From Database System Concepts, by Silberschatz, Korth and Sudarshan :
A domain is atomic if elements of the domain are considered to be indivisible units. We say that a relation schema
R
is in first normal form (1NF) if the domains of all attributes ofR
are atomic.
From https://stackoverflow.com/a/724032/156458
1NF is the most basic of normal forms - each cell in a table must contain only one piece of information, and there can be no duplicate rows.
If I am correct, "there can be no duplicate rows" in the second definition means exactly that there must exist at least one candidate key in the relation schema.
I wonder if the two definitions of 1NF above are the same?
In particular, is it correct that "there can be no duplicate rows" can't be implied by "the domains of all attributes of R
are atomic"?
Thanks.
Updated:
This book seems to say that having a primary key implies atomic and is it correct?

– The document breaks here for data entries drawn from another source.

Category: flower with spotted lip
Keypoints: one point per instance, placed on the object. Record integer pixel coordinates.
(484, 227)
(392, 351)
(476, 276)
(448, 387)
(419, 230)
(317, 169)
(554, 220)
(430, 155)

In first normal form (INF), related attributes are organized into separate tables, each with a primary key. A primary key is an attribute or set of attributes that uniquely defines a tuple. Thus, if a table is in INF, entities within the data model contain no attributes that repeat as groups. W. Kent has explained that in INF, all occurrences of a record must contain the same number of fields. In INF, each data cell (defined by a specific tuple and attribute) in the table will contain only atomic values.